This question arose from the proof of theorem 1.1.4 in Durrett 5th Edition.
Firstly, measure on $(\mathbb{R},\mathcal{R})$are defined by giving a Stieltjes measure function with the following properties:
(1) F is non-decreasing;
(2) F is right continuous.
Theorem 1.1.4: Associated with each Stieltjes measure function $F$, there is a unique measure $\mu$ on $(\mathbb{R},\mathcal{R})$ with $$\mu((a,b])=F(b)-F(a).$$
I am okay with most part of the proof but I am stuck in the end. Denote $\bigsqcup$ to be the disjoint union.
The proof tries to use Caratheodory's Extension Theorem. That is, he defines the set function $\mu$ as above on the semi-algebra $\mathcal{S}$ which contains empty set and all the half open intervals $(a,b]$ with $-\infty\leq a<b\leq\infty$, and he tries to verify
(1) For $S, S_{i}\in \mathcal{S}$, $S=\bigsqcup_{i=1}^{n}S_{i}$, then $\mu(S)=\sum_{i=1}^{n}\mu(S_{i});$
(2) For $S, S_{i}\in\mathcal{S}$, $S=\bigsqcup_{i=1}^{\infty}S_{i}$, then $\mu(S)\leq\sum_{i=1}^{\infty}\mu(S_{i});$
(3) The extended $\overline{\mu}$ is $\sigma$-finite.
Part (1) and part (3) are really quick to show, and for (2), it suffices to verify for the case of $(a,b]\subset\sqcup_{i=1}^{\infty}(a_{i}, b_{i}]$, because then for all $S, S_{i}\in\mathcal{S}$ with $S=\bigsqcup_{i=1}^{\infty}S_{i}$, we have $S\subset\bigsqcup_{i=1}^{\infty}S_{i}$ and then result follows.
Then Durrett firstly assume $-\infty<a<b<\infty$ such that $(a,b]\subset\sqcup_{i=1}^{\infty}(a_{i}, b_{i}]$ where $-\infty<a_{i}<b_{i}<\infty$, and he showed that $$F(b)-F(a)\leq \sum_{i=1}^{\infty}(F(b_{i})-F(a_{i})),$$ as desired.
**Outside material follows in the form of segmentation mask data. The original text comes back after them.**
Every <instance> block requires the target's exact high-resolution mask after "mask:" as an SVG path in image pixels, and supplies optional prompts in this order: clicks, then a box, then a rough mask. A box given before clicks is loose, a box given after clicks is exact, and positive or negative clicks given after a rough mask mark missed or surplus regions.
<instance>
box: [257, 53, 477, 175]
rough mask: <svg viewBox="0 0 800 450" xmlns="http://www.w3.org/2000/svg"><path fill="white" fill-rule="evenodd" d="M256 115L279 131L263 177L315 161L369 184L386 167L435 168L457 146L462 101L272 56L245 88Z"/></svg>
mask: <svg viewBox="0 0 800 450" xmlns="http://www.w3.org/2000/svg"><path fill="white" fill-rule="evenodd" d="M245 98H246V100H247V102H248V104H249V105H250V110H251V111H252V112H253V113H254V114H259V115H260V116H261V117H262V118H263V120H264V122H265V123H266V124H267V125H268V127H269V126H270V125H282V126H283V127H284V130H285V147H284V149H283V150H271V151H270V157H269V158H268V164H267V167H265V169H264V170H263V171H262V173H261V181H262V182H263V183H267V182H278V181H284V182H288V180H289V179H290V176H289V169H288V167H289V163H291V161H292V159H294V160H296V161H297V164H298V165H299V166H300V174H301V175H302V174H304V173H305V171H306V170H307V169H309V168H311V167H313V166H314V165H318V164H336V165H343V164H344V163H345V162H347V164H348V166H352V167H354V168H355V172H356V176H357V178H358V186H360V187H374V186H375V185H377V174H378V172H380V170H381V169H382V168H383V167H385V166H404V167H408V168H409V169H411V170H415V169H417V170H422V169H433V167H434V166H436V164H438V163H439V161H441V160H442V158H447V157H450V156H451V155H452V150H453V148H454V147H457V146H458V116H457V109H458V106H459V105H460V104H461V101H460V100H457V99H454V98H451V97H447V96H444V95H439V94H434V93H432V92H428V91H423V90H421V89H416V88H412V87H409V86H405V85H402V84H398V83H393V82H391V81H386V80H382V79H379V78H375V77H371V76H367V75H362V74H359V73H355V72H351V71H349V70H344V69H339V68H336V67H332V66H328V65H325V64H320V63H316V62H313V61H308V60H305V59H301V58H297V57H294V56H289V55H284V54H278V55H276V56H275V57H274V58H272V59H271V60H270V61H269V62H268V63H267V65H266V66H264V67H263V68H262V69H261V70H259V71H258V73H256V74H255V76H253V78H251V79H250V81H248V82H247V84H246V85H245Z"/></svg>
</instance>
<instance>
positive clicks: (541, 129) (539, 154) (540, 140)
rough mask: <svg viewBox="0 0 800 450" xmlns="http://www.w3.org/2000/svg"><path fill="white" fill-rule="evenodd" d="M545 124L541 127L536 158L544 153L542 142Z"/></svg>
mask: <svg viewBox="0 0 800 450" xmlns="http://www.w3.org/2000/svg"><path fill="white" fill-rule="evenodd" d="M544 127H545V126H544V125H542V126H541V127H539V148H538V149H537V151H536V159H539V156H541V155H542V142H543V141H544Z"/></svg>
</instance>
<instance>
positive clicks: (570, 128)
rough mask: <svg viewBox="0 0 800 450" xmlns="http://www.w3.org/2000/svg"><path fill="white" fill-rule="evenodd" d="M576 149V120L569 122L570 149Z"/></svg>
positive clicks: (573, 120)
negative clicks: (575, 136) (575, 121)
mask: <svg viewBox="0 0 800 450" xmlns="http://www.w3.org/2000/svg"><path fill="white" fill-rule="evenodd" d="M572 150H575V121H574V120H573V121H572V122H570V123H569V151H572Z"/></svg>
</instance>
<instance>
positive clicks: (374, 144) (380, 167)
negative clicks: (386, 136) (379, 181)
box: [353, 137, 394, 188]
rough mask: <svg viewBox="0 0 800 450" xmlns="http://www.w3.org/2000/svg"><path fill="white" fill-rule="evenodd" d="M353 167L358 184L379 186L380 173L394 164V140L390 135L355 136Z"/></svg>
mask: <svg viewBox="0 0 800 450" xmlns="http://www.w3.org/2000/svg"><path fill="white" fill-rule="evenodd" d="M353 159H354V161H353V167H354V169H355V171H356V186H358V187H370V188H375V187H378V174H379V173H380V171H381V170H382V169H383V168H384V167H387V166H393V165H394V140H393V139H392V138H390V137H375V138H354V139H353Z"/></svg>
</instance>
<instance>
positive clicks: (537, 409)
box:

Then to go to the general case where $-\infty\leq a<b\leq \infty$, he argues in a confusing way:
(Durrett argument) To remove the last restriction, observe that if $(a,b]\subset\bigcup_{i}(a_{i},b_{i}]$ and $(A,B]\subset(a,b]$ has $-\infty<A<B<\infty$, then we have $$F(B)-F(A)\leq\sum_{i=1}^{\infty}(F(b_{i})-F(a_{i})),$$ since this result holds for any finite $(A,B]\subset(a,b]$ then the desired result follows.
Well, I agree with $$F(B)-F(A)\leq\sum_{i=1}^{\infty}(F(b_{i})-F(a_{i})),$$ since this is just the first case, but then why does the result follow? Can I generate an infinite interval with finitely many finite interval?
Thank you!
Best Answer
For instance, if $a$ is finite and $b = +\infty$, then take $A = a$ and let $B > A$ be arbitrary. Since $F$ is nondecreasing we know that $\lim_{B \to +\infty} F(B)$ exists (it could be $+\infty$), and the value of this limit is what we mean by $F(+\infty)$. Now we have $F(B) - F(A) \le \sum_{i=1}^\infty (F(b_i) - F(a_i))$ for all $B > A$, so we can pass to the limit to see that $$F(+\infty) - F(A) = \left(\lim_{B \to +\infty} F(B)\right) - F(A) = \lim_{B \to +\infty} [F(B) - F(A)] \le \sum_{i=1}^\infty (F(b_i) - F(a_i))$$ That is the desired statement. You can argue similarly if $a = -\infty$ and $b$ is finite, and if $a=-\infty, b = +\infty$.